Crushed by record low margins after the halving in 2024, bitcoin miners are remaking themselves as digital infrastructure players, converting power-hungry mining sites into AI-ready data centers in a bid for more stable, long-term earnings.
One of last year’s top performing stocks, not only in crypto but for the entire market, IREN has come back down to earth a bit since reaching record highs near $77 in November. Down about 20% amid Thursday’s market crash, shares are flat Friday at $39.77.
IREN has secured $3.6 billion in GPU financing tied to its Microsoft contract, along with a customer upfront payment of $1.9 billion, financing that management says will cover about 95% of GPU-related capital expenditures as it scales its AI business, a development JPMorgan analysts Reginald Smith and Charles Pearce described as encouraging.
IREN’s second-quarter fiscal revenue fell sequentially as lower average hash rate, fewer coins mined and a quarter-on-quarter decline in bitcoin prices weighed on the results, according to the Wall Street bank.
The drag from mining was partially offset by rapid growth in cloud services, where revenue more than doubled from the previous quarter to $17 million. That number came in above JPMorgan’s estimate of $14 million, but well below the Street’s $28 million forecast. Management said all GPUs currently enabled are fully contracted, a signal the bank described as encouraging as the company pivots toward AI infrastructure.
Cost controls also helped cushion the quarter. Cash SG&A declined sharply to $43 million, while power costs decreased due to lower average hash rate. As a result, adjusted EBITDA reached $75 million, beating the bank’s estimate, driven by lower operating and energy expenses. The bank has an underweight on the share.

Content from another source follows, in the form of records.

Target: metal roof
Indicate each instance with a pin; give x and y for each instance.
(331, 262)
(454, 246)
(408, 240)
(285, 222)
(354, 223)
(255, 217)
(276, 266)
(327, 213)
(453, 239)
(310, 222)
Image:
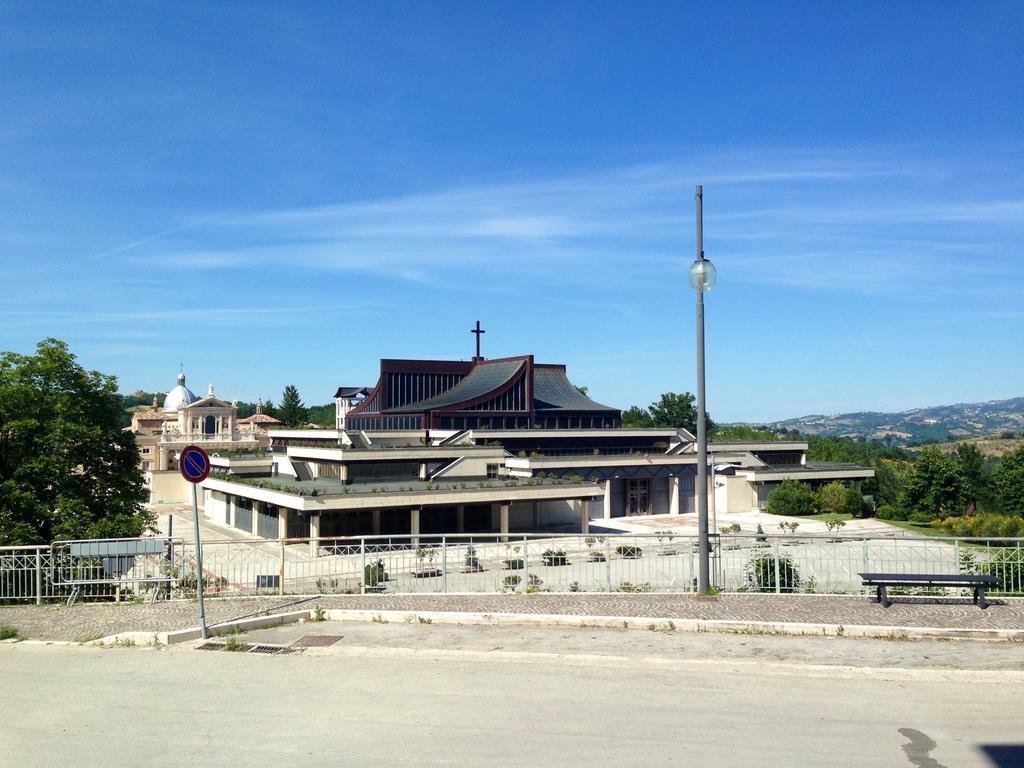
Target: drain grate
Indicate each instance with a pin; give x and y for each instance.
(246, 648)
(279, 650)
(316, 641)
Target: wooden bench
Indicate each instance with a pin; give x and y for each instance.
(883, 581)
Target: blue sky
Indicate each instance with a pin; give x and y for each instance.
(284, 194)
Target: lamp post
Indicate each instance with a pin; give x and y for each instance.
(702, 276)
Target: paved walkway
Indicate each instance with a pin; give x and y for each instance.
(91, 621)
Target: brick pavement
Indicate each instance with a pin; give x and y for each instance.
(89, 621)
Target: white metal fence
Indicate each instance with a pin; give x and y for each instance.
(489, 563)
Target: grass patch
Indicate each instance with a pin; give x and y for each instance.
(828, 516)
(921, 528)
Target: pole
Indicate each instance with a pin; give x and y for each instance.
(199, 567)
(704, 584)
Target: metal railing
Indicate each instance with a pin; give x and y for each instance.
(536, 562)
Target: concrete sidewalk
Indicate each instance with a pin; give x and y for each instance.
(776, 613)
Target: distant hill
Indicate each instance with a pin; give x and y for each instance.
(939, 423)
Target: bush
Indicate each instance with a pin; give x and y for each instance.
(791, 498)
(760, 573)
(985, 525)
(889, 512)
(830, 498)
(555, 557)
(373, 573)
(1008, 566)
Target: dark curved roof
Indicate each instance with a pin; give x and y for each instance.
(554, 391)
(351, 391)
(481, 380)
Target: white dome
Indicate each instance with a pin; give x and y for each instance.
(180, 395)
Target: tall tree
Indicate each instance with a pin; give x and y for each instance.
(292, 412)
(671, 411)
(1009, 481)
(935, 487)
(637, 417)
(972, 464)
(67, 469)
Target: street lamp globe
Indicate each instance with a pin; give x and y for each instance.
(702, 275)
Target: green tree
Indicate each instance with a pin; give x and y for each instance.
(292, 412)
(889, 477)
(743, 433)
(830, 498)
(792, 498)
(935, 487)
(1009, 482)
(854, 503)
(67, 468)
(672, 410)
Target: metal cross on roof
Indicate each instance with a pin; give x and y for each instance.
(477, 331)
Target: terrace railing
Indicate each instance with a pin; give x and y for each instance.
(536, 562)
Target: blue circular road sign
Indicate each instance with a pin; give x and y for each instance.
(194, 464)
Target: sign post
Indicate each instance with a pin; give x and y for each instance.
(195, 467)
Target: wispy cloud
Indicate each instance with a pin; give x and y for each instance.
(878, 222)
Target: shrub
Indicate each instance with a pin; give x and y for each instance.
(1008, 566)
(373, 573)
(630, 587)
(791, 498)
(835, 524)
(830, 498)
(889, 512)
(985, 525)
(760, 573)
(555, 557)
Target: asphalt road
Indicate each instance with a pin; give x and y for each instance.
(426, 706)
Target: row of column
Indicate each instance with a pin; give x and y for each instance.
(674, 497)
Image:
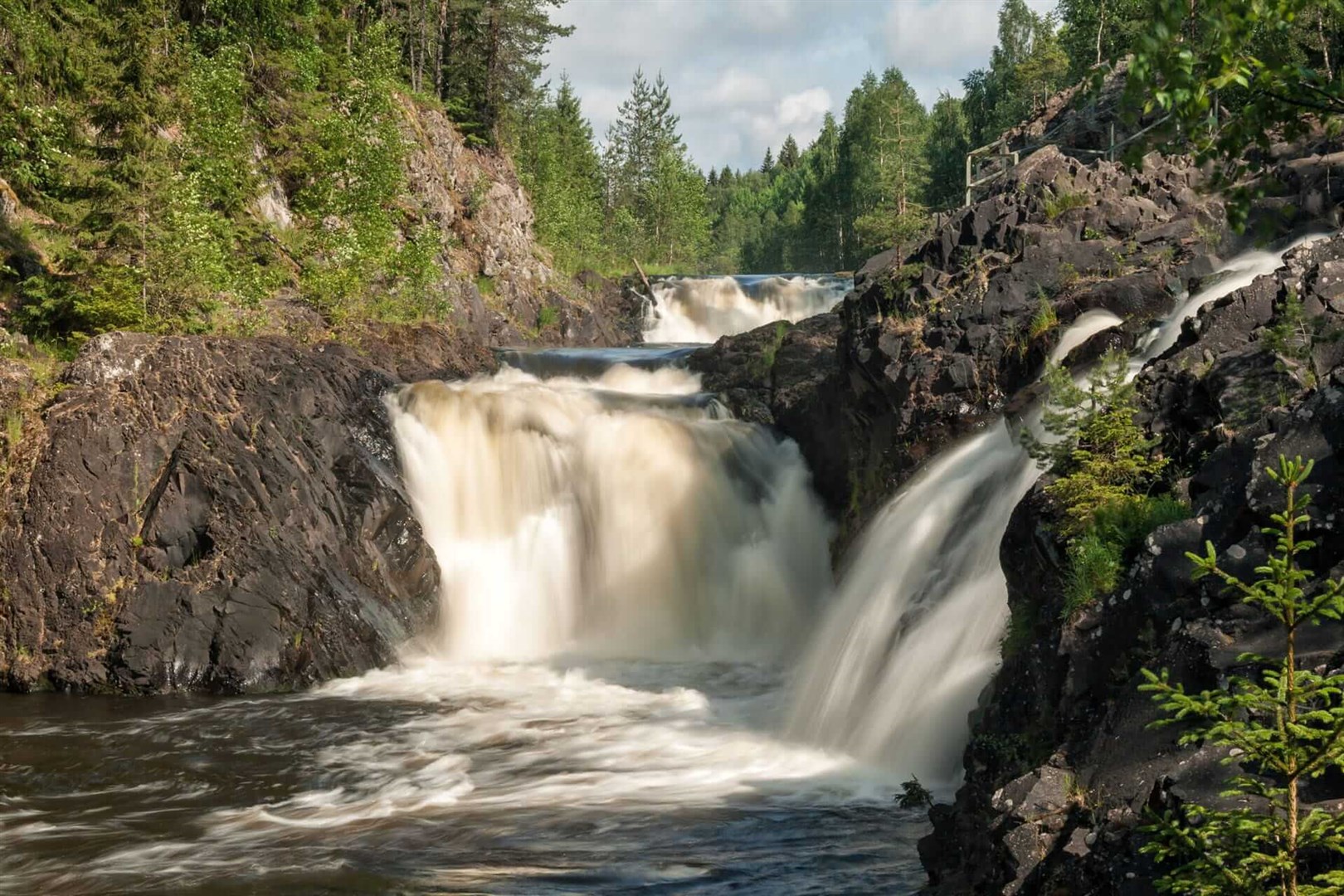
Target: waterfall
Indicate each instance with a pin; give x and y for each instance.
(700, 309)
(621, 516)
(912, 635)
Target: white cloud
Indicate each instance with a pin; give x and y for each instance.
(804, 108)
(738, 86)
(746, 73)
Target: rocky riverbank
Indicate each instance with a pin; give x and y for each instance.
(1060, 767)
(930, 347)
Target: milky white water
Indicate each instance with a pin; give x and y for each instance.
(700, 309)
(913, 631)
(628, 575)
(631, 582)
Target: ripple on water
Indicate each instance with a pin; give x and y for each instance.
(437, 777)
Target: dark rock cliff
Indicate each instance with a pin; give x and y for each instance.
(930, 347)
(1062, 767)
(221, 514)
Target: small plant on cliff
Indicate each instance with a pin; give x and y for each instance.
(1043, 320)
(1285, 724)
(1105, 466)
(1292, 338)
(1058, 204)
(914, 796)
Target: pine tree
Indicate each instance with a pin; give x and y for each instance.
(882, 164)
(491, 54)
(949, 141)
(559, 167)
(1285, 726)
(656, 199)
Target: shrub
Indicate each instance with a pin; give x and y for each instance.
(1105, 466)
(1285, 726)
(1059, 203)
(1043, 320)
(914, 796)
(1114, 531)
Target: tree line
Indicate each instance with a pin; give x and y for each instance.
(869, 180)
(134, 128)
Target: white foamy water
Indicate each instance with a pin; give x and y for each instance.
(913, 633)
(700, 309)
(620, 516)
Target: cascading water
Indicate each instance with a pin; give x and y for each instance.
(913, 633)
(626, 572)
(620, 516)
(700, 309)
(626, 575)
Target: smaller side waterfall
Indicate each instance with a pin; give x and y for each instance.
(696, 309)
(914, 631)
(624, 516)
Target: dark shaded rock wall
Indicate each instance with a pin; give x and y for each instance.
(928, 348)
(217, 514)
(1227, 402)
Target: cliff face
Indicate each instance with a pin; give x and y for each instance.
(930, 347)
(225, 514)
(498, 277)
(1062, 767)
(1064, 722)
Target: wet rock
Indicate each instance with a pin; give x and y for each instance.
(218, 514)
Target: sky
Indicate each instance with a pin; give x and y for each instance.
(746, 73)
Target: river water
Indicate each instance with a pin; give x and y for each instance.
(629, 579)
(645, 677)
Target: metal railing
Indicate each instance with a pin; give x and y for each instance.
(1001, 155)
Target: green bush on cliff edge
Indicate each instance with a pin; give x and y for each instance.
(1105, 468)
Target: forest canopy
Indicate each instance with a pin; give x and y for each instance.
(141, 132)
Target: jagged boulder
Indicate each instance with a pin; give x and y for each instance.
(1227, 401)
(217, 514)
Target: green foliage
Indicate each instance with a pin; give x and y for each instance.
(1059, 203)
(1094, 446)
(1025, 67)
(945, 149)
(491, 52)
(1105, 466)
(1045, 320)
(763, 364)
(145, 132)
(655, 197)
(1097, 553)
(1283, 724)
(1292, 336)
(1237, 75)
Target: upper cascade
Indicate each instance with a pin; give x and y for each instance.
(624, 516)
(700, 309)
(913, 635)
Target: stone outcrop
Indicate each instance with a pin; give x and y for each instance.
(496, 275)
(930, 345)
(1227, 401)
(217, 514)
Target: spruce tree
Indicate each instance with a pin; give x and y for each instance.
(1283, 724)
(949, 141)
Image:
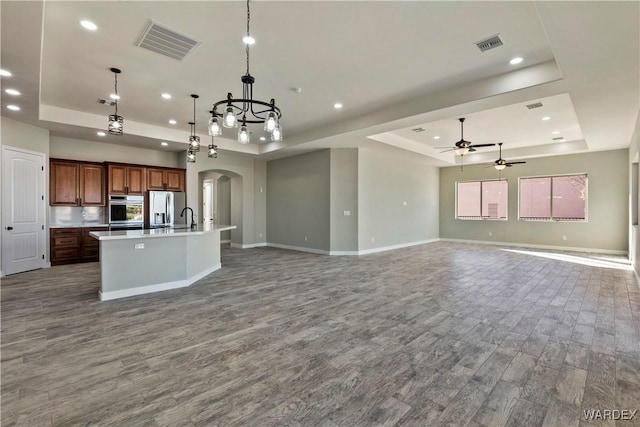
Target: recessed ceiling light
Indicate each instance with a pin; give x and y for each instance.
(89, 25)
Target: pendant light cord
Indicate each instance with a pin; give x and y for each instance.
(248, 34)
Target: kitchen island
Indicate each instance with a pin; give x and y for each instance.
(143, 261)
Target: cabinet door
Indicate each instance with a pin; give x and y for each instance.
(136, 180)
(63, 183)
(175, 179)
(155, 179)
(92, 185)
(117, 179)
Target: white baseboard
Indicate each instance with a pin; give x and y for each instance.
(124, 293)
(535, 246)
(248, 245)
(299, 248)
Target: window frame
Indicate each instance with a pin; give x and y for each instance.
(481, 218)
(551, 218)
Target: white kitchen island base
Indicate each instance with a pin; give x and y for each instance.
(145, 261)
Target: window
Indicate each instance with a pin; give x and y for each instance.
(553, 198)
(481, 200)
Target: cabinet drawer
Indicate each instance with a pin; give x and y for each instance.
(65, 241)
(63, 253)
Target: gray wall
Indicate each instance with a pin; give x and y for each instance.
(298, 201)
(387, 178)
(607, 203)
(245, 171)
(634, 237)
(344, 197)
(76, 149)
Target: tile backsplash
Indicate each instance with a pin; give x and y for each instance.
(61, 215)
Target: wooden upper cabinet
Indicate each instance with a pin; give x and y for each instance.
(165, 179)
(63, 183)
(76, 183)
(124, 179)
(92, 184)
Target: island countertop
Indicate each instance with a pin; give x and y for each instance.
(160, 232)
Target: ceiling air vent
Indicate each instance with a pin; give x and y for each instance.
(489, 43)
(107, 102)
(166, 41)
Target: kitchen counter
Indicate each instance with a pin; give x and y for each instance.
(78, 225)
(160, 232)
(136, 262)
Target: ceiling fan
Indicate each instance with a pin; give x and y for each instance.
(463, 147)
(501, 163)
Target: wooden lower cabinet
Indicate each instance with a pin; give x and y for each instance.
(73, 245)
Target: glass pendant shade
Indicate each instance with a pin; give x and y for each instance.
(215, 127)
(191, 157)
(212, 152)
(462, 151)
(276, 134)
(229, 118)
(243, 134)
(270, 122)
(194, 143)
(116, 124)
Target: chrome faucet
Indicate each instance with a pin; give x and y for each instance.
(193, 222)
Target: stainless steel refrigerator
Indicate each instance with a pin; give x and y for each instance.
(165, 207)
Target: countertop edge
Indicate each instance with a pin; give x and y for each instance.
(145, 234)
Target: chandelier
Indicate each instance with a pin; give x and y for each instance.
(246, 110)
(194, 140)
(116, 122)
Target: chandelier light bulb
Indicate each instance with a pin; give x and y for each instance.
(276, 135)
(243, 134)
(229, 118)
(191, 157)
(271, 122)
(215, 129)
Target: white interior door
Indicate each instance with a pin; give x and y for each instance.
(23, 210)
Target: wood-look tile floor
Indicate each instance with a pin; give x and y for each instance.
(432, 335)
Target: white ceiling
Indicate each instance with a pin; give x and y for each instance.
(395, 66)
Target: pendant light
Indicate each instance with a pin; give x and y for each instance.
(116, 122)
(194, 140)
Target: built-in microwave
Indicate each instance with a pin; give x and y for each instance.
(126, 211)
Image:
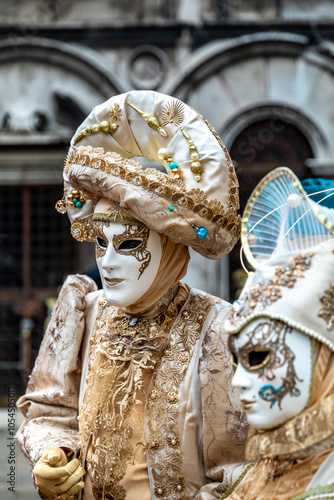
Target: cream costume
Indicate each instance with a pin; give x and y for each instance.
(282, 343)
(142, 393)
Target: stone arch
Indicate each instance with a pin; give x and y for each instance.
(51, 85)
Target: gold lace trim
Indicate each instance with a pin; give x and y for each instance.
(307, 434)
(164, 186)
(163, 443)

Investment bank B. Riley raised its price target on IREN to $83 from $74, while reiterating its buy rating, arguing that the recent pullback has created an attractive entry point.
The upgrade comes despite a softer fiscal second quarter, where adjusted EBITDA of $75.3 million missed expectations. B. Riley said the earnings miss is overshadowed by IREN’s progress with its AI pivot, including $3.6 billion in low-cost GPU financing tied to its Microsoft deal, a $1.9 billion upfront payment that covers about 95% of GPU capex, and an expanded power portfolio that now exceeds 4.5 gigawatts (GW).
Compass Point analyst Michael Donovan reiterated a buy rating and a $105 price target on IREN, saying the latest earnings show a company better positioned for growth, even though recent results were weaker. He said IREN now has more secure power and a clearer plan to fund its expansion, which means more than a soft quarter.
Donovan described the fourth quarter as a period of change. Revenue fell to $184.7 million as the company mined less bitcoin while switching its facilities from older bitcoin-focused machines to newer chips used for artificial intelligence. Still, the mix of revenue improved as AI-related services began to make up a larger part of the business.
He pointed to the $3.6 billion funding package tied to IREN’s Microsoft project as an important milestone. The financing is larger than originally planned and is structured so that money is withdrawn as construction progresses and revenue contracts begin.
Donovan expects IREN to begin recognizing revenue from Microsoft toward the end of the second quarter of 2026, after which revenue will increase in stages. By the end of 2026, he sees a path for the company to generate about $3.4 billion in annual revenue.